İslam geldiğinde Araplar yazıyı pek bilmezdi. Sözlü kültürün hakim olduğu bir coğrafyadaydılar. Yazı ile araları pek yoktu. Ancak yazıyı bilmemeleri ondan tamamen habersiz oldukları anlamını da taşımıyor. Zira Cahiliye Arapları kendileriyle etkileşime geçtikleri Hıristiyan ve Yahudilerin kültürlerini biliyorlardı. Dolayısıyla onların yazı ve kitap ile ilişkileri üzerinden kitap ehli olmayan Araplar da kitap ile ilgili bir fikir sahibiydiler. Bu bilgiler doğrultusunda yargımızı daha isabetli kılacak olursak, Araplar yazıyı doğrudan bilmezler ve kullanmazlardı ancak dolaylı olarak yazı, zihinlerinde bir yere sahipti. Bununla beraber diplomatik işlerde kullandıkları kişiler olsun, bilgin kimseler olsun toplumda yazıyı bilen birtakım insanlar da vardı. Burada bir parantez açalım, toplumda yazıyı bilen insanların bulunmasının, yaşam tarzını ve kayıt vasıtasını doğrudan etkileyen bir şey gibi algılanması bizi hataya sürükleyebilir. Zira ortada yaygın olmayan, sıklıkla kullanılmayan ve hatta pek ihtiyaç da duyulmayan bir vasıtadan söz ediyoruzdur.

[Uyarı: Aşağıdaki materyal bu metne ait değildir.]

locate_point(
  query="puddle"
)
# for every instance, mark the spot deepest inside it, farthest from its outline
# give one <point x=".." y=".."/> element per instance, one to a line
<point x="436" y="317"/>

İslam geldikten sonra her alanda olduğu gibi kayıt alanında da değişikler oldu. İslam gelir gelmez yazıdan söz etti. Okumadan, yazmadan, kalemden ve kitaptan bahsetti. Yazılı bir kaydın aktif olarak belirleyici rol oynaması Müslümanların ihtiyaç duyduğu bir şeydi. Kutsalın zarar görmesi endişesiyle dönemin imkanları doğrultusunda en sağlam ne şekilde korunabilirse bir bilgi, o şekilde korumaya çalıştılar. Buna rağmen gerek Kur’an’ın korunmuşluğu gerekse hadislerin aktarımı hususlarında hafızaya ve sözlü aktarıma güvenin hakim olduğunu gözlemleyebiliyoruz. Bu, onların sözle aktardıkları bilgileri yazmadıkları anlamına gelmese de hakim olan anlayışın daha çok sözlü anlam aktarımına dayandığı gözlemlenebilir.
İslam geleneğinde kayıt meselesi çok uzun, çetrefilli ve zaten kısa bir yazının sınırlarını hayli aşan bir konudur. Şimdi yazıda ele almak istediğim konuya geçiş yapayım ki bu, başlığın ikinci kısmının izahı demektir.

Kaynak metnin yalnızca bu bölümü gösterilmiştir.